Le 8 mars vers 14 heures, je quitte le « Chantilly » et je débarque à Haiphong.
La distance d’Haiphong à Hanoi est d’environ 100 km. Mais vu les difficultés de la guerre, le train n’est pas sûr, il saute sur des mines plusieurs fois par semaine. Je choisi le convoi routier. Le 10 mars au matin me voici à la sortie d’Haiphong sur un camion près du chauffeur, avec mes bagages entassés sur des sacs de farine. Les visas de sécurité obtenus, le convoi d’une centaine de camions démarre.
Pendant des heures nous roulons sur des routes non entretenues, entre rizières en friches et villages brûlés. Les VietMinh sont à quelques centaines de mètres et toutes les nuits il y a des combats. Nous arrivons à Hanoi en fin d’après-midi. Je décide de passer une semaine dans cette ville. Hanoi a des quartiers entiers saccagés ou brûlés.
Le 17 mars, je dois m’envoler vers la Chine. Un autocar nous amène à l’aéroport de Gia Lam. Notre avion est un énorme Skymaster à quatre moteurs. La météo nous informe que le brouillard sur Haiphong nous empêche de nous poser sur cette escale.
Nous devons attendre patiemment l’ordre de décoller. Notre Skymaster fera de 300 à 400 km à l’heure et nous mènera à Haiphong en ¼ d’heure, alors que nous avons mis 7 heures jeudi, pour le même trajet. Soudain on nous annonce qu’il est trop tard pour nous rendre à la prochaine escale. Un nouveau départ est fixé pour le lendemain matin.
Le vendredi 18 mars à 7 h 30, nous embarquons sur un nouveau Skymaster (30 tonnes + 12 de fret). Nous sommes dix passagers : 7 chinois et 3 français. Nous sommes bien à l’aise dans un avion de 30 places, nous avons chacun un hublot pour admirer le paysage.
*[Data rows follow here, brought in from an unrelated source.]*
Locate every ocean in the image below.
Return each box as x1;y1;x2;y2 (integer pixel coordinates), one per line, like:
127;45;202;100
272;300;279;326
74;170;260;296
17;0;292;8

Nous voilà partis. Peu à peu on s’élève, les rizières vertes ou brunes deviennent une mosaïque de petits carrés coupés parfois par quelques villages ou les méandres du fleuve rouge. Nous entrons dans les nuages et à la sortie de ceux-ci, nous apercevons un beau ciel bleu, au dessous une mer de nuages où se forment de fantastiques gorges de nuages rosés par le soleil levant. Nous sommes à trois mille mètres. Soudain le soleil change de côté. Que se passe-t-il ? Nous volons depuis 35 minutes. Le chef de bord nous prévient que nous retournons à Hanoi. Un moteur est tombé en panne !
Samedi 19 mars, à 11 heures, l’autocar nous reprend pour l’aérodrome. Un nouveau Skymaster nous attend pour remplacer celui en réparation.
A 12 H 30, nous prenons notre 3 ème départ. Le barman nous sert un bon repas, avec des gâteaux et une bouteille vin bouché, en disant : « Buvez celui-ci, vous n’en aurez plus l’occasion en Chine ».
Nous montons à 4200 m. Au niveau de la frontière Sino Tonkinoise les nuages se dissipent et nous apercevons le sol. Les montagnes boisées, les lacs, les rivières qui serpentent. C’est magnifique ! Le Yunnan est le plus beau pays du monde !
Nous atterrissons enfin sur la piste de Kunming accueillis par des officiers chinois et des douaniers.
Kunming est une très grande ville, au climat très sain. La ville est typiquement chinoise avec des petites ruelles pavées. Quelques pousse-pousse et des petites voiturettes tirées par des chevaux circulent en pleine animation.